I'm also a writer of GRE/TOEFL practice tests and I am quite sure this is not true. This was true for the TOEFL, but only for a few years. With the advent of the computer based TOEFL in 2000 there were weighted responses and the successful implementation of this feature was one of the primary differentiations between software practice test products that were published at that time such as my own which you are welcome to buy on Amazon but I'm sure you won't if you're already reading this in English.
However, that computer test was dropped in favor of a radically redesigned test in 2005 --another reason you probably won't buy it at Amazon-- in which ETS specifically documented that they were dropping weighted scoring entirely. This was specifically stated in documentation from ETS and it was distresing to me because I was offering one of the few projects that had a reasonably accurate weighted scoring system so I am absolutely sure of this. It cost me money big time.
As for GRE, well this is location depdendent. In some locations the GRE computer based test still uses weighted scoring, but in most of Asia that test is no longer offered and a non-weighted test is currently the only choice. The reason the

IANAM by pongo000 · 2007-06-17 07:56 · Score: 1

...but my limited math skills are all going red-flag on me at the moment:

For True-False exams for example, the number subtracted would most likely be (Number Wrong ÷ 2). Let's see how that would work out, for the sample case above. You, answering two questions correctly and guessing at 98 would be likely, on the average, to get 49 wrong, and so have a final score of 2 + 49 - (49 ÷ 2), or 75.5, while I, again on the average. answering only 1 correctly and guessing at 97, would get a final score of 1 + (97 ÷ 2) - ((97 ÷ 2) ÷ 2)), which comes out to be 25.25. Here there is a substantial difference between our scores, closer to the two-fold difference in our actual knowledge.

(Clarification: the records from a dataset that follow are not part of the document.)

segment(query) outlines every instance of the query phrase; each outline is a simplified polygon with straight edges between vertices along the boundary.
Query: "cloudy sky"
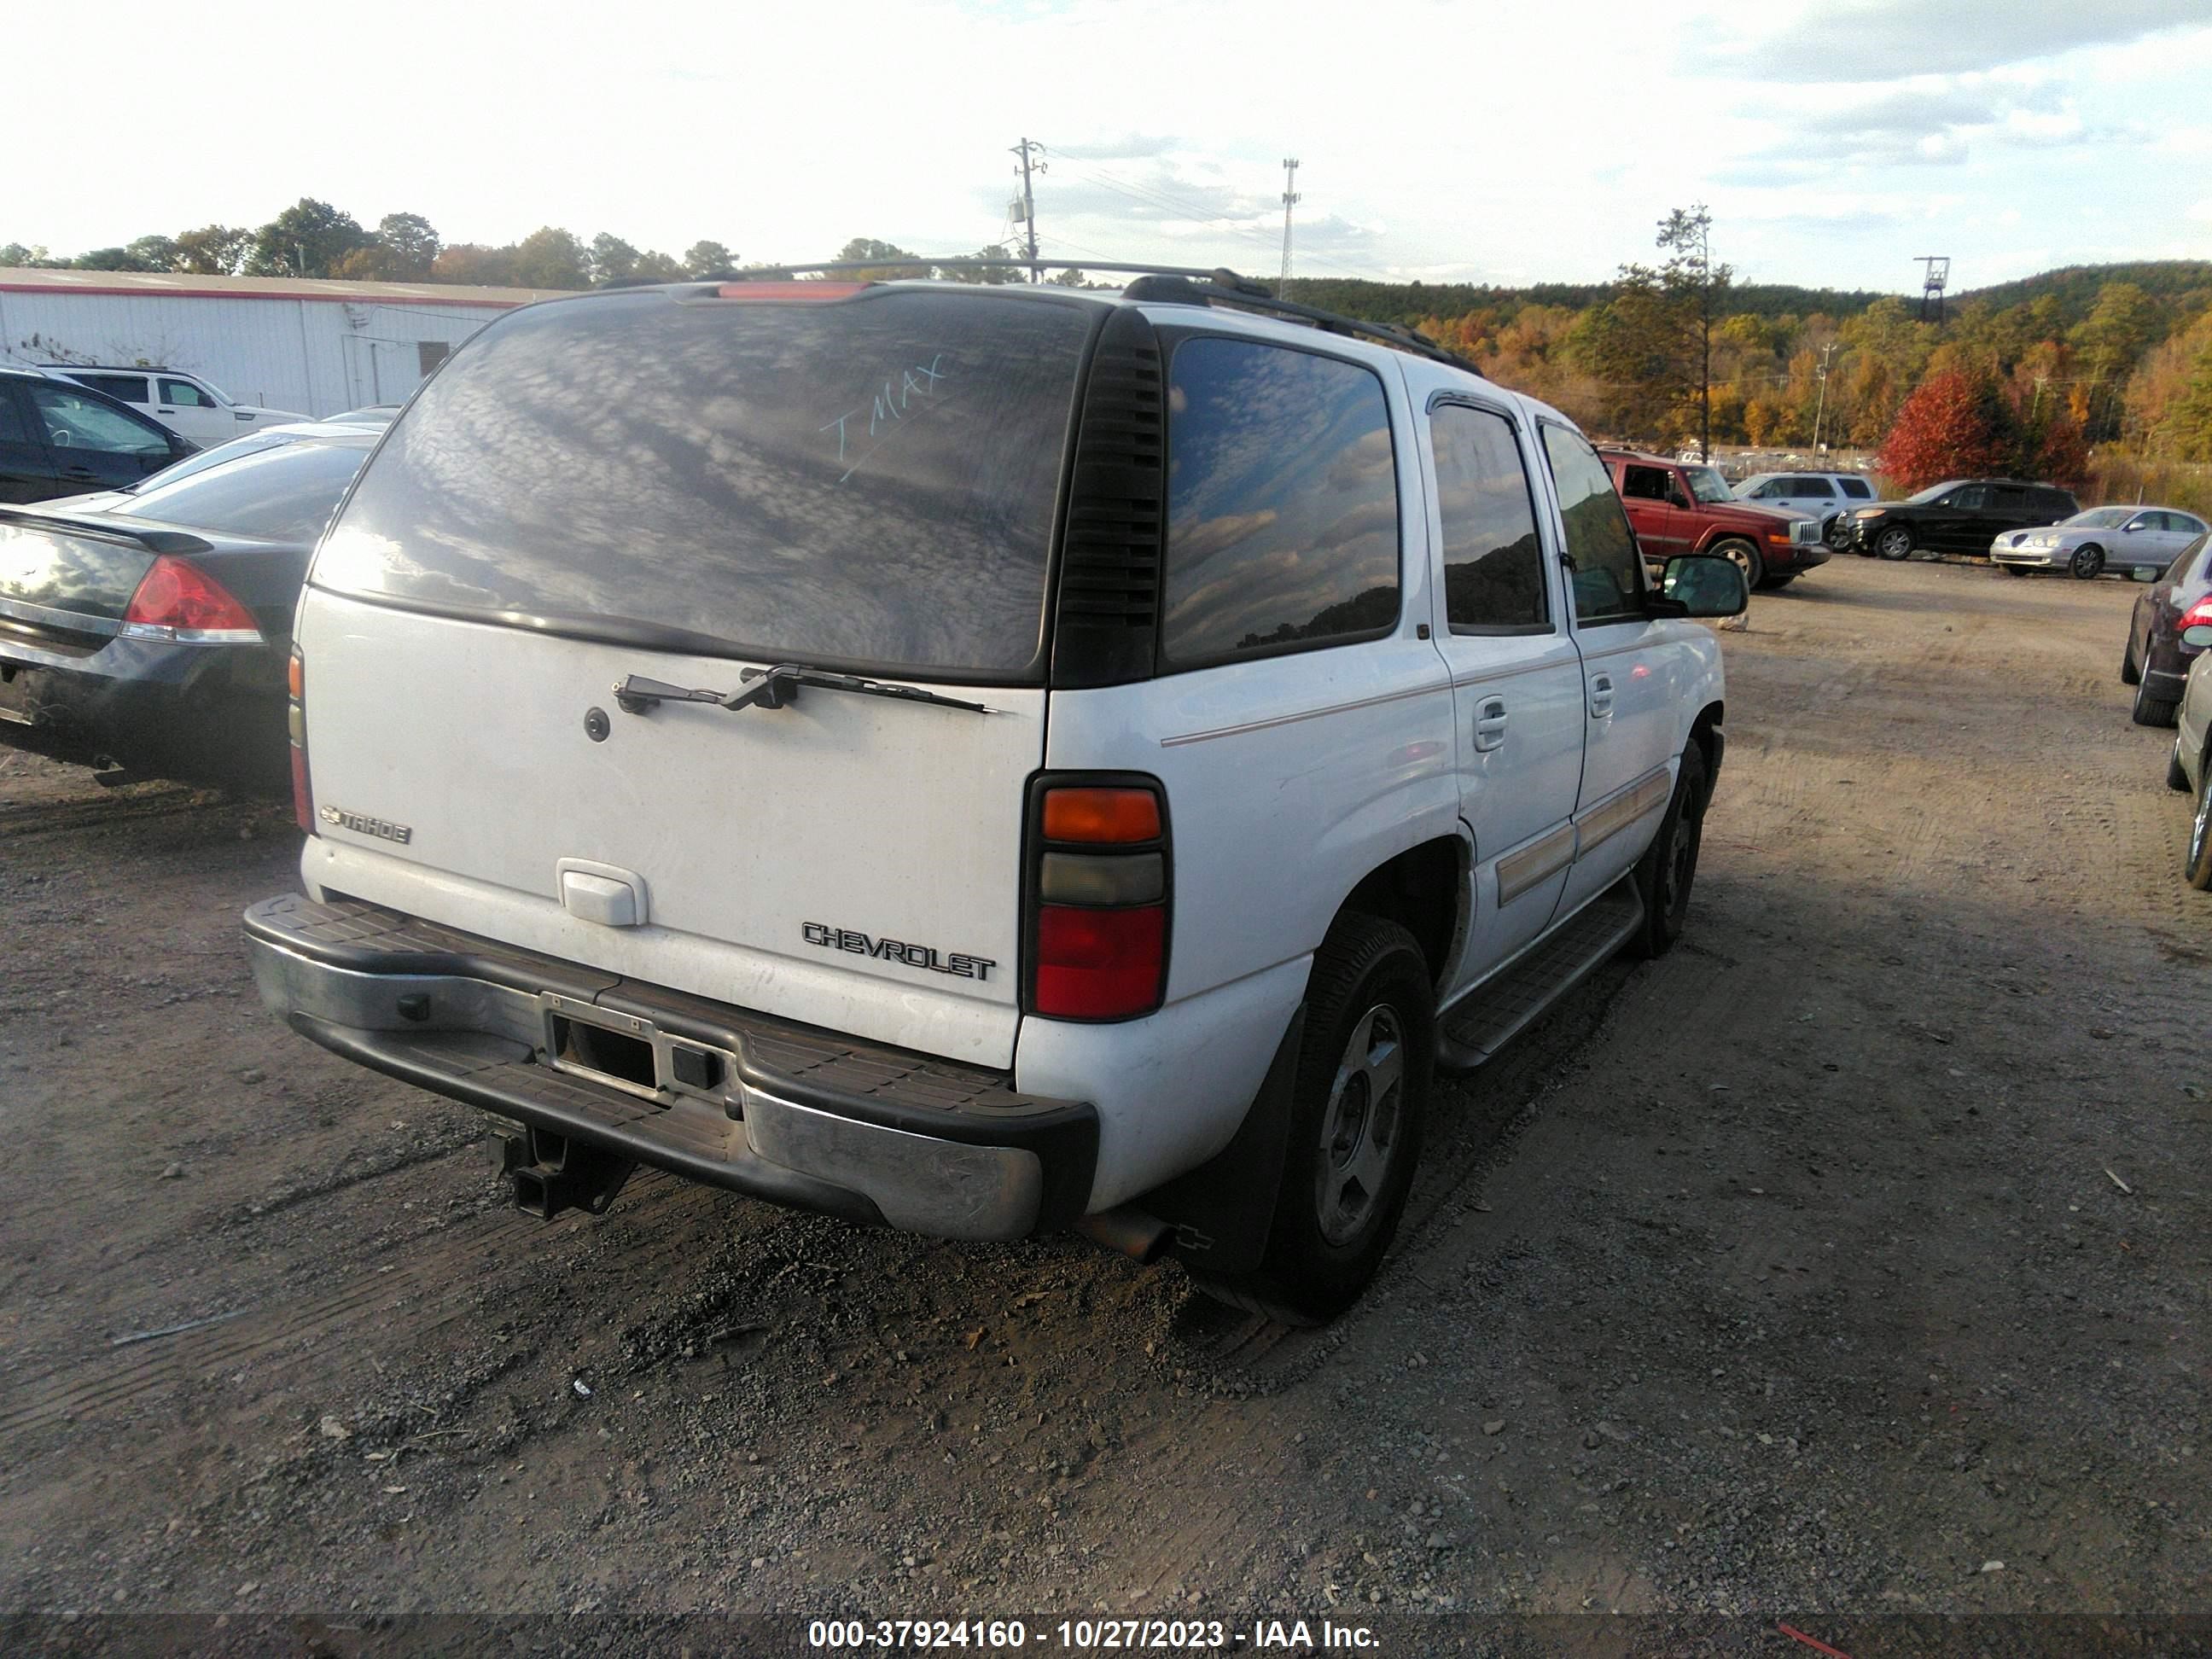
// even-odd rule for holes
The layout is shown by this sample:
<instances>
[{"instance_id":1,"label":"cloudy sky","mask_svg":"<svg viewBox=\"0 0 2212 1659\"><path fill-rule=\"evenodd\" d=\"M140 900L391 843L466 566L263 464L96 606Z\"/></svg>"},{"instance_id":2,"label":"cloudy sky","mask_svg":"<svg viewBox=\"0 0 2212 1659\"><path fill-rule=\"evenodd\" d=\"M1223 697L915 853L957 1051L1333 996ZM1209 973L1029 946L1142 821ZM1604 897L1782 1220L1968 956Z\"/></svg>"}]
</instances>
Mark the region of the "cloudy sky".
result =
<instances>
[{"instance_id":1,"label":"cloudy sky","mask_svg":"<svg viewBox=\"0 0 2212 1659\"><path fill-rule=\"evenodd\" d=\"M1597 279L1696 201L1740 280L2212 257L2208 0L108 0L27 9L9 56L52 148L0 242L58 253L303 194L448 240L968 251L1026 136L1056 263L1271 273L1286 155L1304 276Z\"/></svg>"}]
</instances>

OK, forgive me for RTFA, but how is 2 + 49 - (49/2) equal to 75.5? My trusty calculator tells me this is 26.5, exactly one point higher than the second example -- as I would expect.

The entire argument is fallacious...I know twice as much as you, so much that I get 100 questions right, you get 50 right and guess at the other 50...50 + 25 - (25/2) = 62.5. Not quite a 2:1 ratio there.

While I agree with the author's premise that guessing should be penalized, he does a terrible job proving his point.

The real fraud by sjames · 2007-06-17 07:58 · Score: 1

The real fraud of that sort of test is that the number of passing grades is set first, then the pass/fail cutoff is moved to meet that figure. If few take the bar exam, a drooling moron may pass. If many take it, being well qualified isn't good enough.

It has to be long and hard so moving the cutoff can provide fine-grained control on the number who are admitted into the profession.

tests generally fail to assess job performance by wikinerd · 2007-06-17 09:04 · Score: 1

The way we assess future professionals may be wrong: We give them a piece of paper or sit them in front of a computer screen full of questions, and ask them to either choose from multiple answers or write down their own answer. However, few of these professionals will ever need to do exactly that in their actual jobs. In essence, we benchmark candidates by asking them to do something they will rarely do in real life. The results are easy to predict: Some will learn how to pass tests without exhibiting real-life performance, while others will be able to do the job but fail on the test. In the end, tests seem to mainly assess the candidates's patience and conformity to social hierarchies.

Ouch. by Lemmy+Caution · 2007-06-17 11:26 · Score: 1

One gets a feeling one's in the wrong crowd after seeing what happened to his comment thread after Slashdot reported this: a genteel and thoughtful chat becomes filled with increasingly crude, uninformed and insulting remarks.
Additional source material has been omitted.